The property truly is gated. When they arrived, they were admitted by a guard and instructed to drive down a long, unmarked dirt road that led to the place they would be staying — a turn of the century building called The Stonehouse.
“It was very, very remote, but also spectacular,” Susan said. “It was really quiet.”
Howe Lake was even harder to find.
“It was pretty good that we had four-wheel drive,” she said. “It was a bit of an effort to get to the right lake, but we finally did.”
But as remote as the Howe Lake site felt, they arrived to find a boat house and five wooden rowboats waiting for them on the shore. The Huron Mountain Club does not allow outside boats to run on property, so Susan and the other researchers used these to do their sampling.
The fairy rings were roughly 30 meters across, larger than they had looked in the pictures, and made up entirely of water shield, an aquatic plant found abundantly across northern Wisconsin and the U.P.
“When we saw the real rings, they were really distinct and green and it was like a sunburst,” Susan said. “There were a few plants spreading out from the outside edge, like the sun’s corona, which was kind of surprising.”
Also surprising was that the watershield was one of the only things growing in the water, which Susan said was unusual.
One factor that may have made the lake such an inhospitable place for plant growth was the watery, soup-like sediment covering its bottom. Although the lake itself was only a meter deep at its center, Susan estimated that the sediment went down for several more feet — making it hard for plants to root.
Another is that watershield, with its spade-shaped green leaves that float like lily pads on the surface of the water, shades out other species growing in the water column, Susan said.

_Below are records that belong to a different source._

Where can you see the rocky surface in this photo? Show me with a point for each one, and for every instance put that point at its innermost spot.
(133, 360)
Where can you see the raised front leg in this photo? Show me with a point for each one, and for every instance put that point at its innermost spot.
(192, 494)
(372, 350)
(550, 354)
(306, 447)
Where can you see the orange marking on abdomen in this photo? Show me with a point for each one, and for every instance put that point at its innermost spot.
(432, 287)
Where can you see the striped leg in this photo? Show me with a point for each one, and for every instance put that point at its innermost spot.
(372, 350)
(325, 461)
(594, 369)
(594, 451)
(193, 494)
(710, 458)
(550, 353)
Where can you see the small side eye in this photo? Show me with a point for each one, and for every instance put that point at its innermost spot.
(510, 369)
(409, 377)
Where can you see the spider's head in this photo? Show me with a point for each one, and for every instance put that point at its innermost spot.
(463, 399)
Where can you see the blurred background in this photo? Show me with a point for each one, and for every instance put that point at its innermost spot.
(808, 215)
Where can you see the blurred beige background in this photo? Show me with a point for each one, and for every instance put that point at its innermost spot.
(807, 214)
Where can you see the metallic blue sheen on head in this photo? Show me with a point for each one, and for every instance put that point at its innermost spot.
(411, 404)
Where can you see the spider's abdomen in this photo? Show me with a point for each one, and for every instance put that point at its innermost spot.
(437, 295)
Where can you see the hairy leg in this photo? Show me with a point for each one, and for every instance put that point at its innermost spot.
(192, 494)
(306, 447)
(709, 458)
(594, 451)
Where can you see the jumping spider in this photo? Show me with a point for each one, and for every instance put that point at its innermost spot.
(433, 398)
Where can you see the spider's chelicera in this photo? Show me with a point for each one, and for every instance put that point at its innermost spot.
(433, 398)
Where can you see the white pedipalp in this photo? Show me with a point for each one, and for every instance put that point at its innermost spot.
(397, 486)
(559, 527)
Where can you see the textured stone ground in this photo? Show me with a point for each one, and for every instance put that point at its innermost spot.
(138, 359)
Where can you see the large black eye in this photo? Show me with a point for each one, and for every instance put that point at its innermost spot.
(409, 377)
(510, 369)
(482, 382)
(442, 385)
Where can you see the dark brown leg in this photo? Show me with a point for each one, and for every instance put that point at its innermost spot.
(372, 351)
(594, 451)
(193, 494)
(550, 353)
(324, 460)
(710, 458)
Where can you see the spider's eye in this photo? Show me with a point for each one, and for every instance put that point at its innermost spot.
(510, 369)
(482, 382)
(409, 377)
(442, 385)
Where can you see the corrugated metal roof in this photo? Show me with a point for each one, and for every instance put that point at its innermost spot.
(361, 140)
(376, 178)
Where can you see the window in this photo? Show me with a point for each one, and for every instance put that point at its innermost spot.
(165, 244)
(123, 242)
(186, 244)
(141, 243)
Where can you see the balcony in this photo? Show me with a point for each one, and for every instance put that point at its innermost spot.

Originally, Susan had wondered if a cold spring in the center of the lake had caused the watershield to grow in this peculiar formation around it.
“My original idea was that at the center of the ring there was a spring that was coming up forcefully with very cold water,” Susan said. “The reason there was a ring was because it was too cold for the plants to grow.”
To test her idea, she and the other researchers measured the temperature inside and outside of the ring, and checked for dissolved oxygen, minerals like calcium and a few other indicators.
But, so far, the team hasn’t been able to confirm their first theory.
“Some of those analyses aren’t done yet, but so far nothing is really popping out at us,” Susan said.
Susan and her team left the Huron Mountains with just as many questions as they’d had when they got there. If a spring wasn’t what was causing these fairy rings to form, then what was?
Susan’s new theory is that as the watershield grew, it used up the nutrients around it. The only direction it could spread was outward, leaving a hole in the center where the old growth died off.
“If we get a chance to go back, that’s what we want to test,” Susan said. “What we’re exploring now is trying to get some Google Earth imagery of these lakes from other years to see if we can see these rings from years ago.”
For now though, Google Earth is as close as she’s going to get in her quest to solve this murky mystery.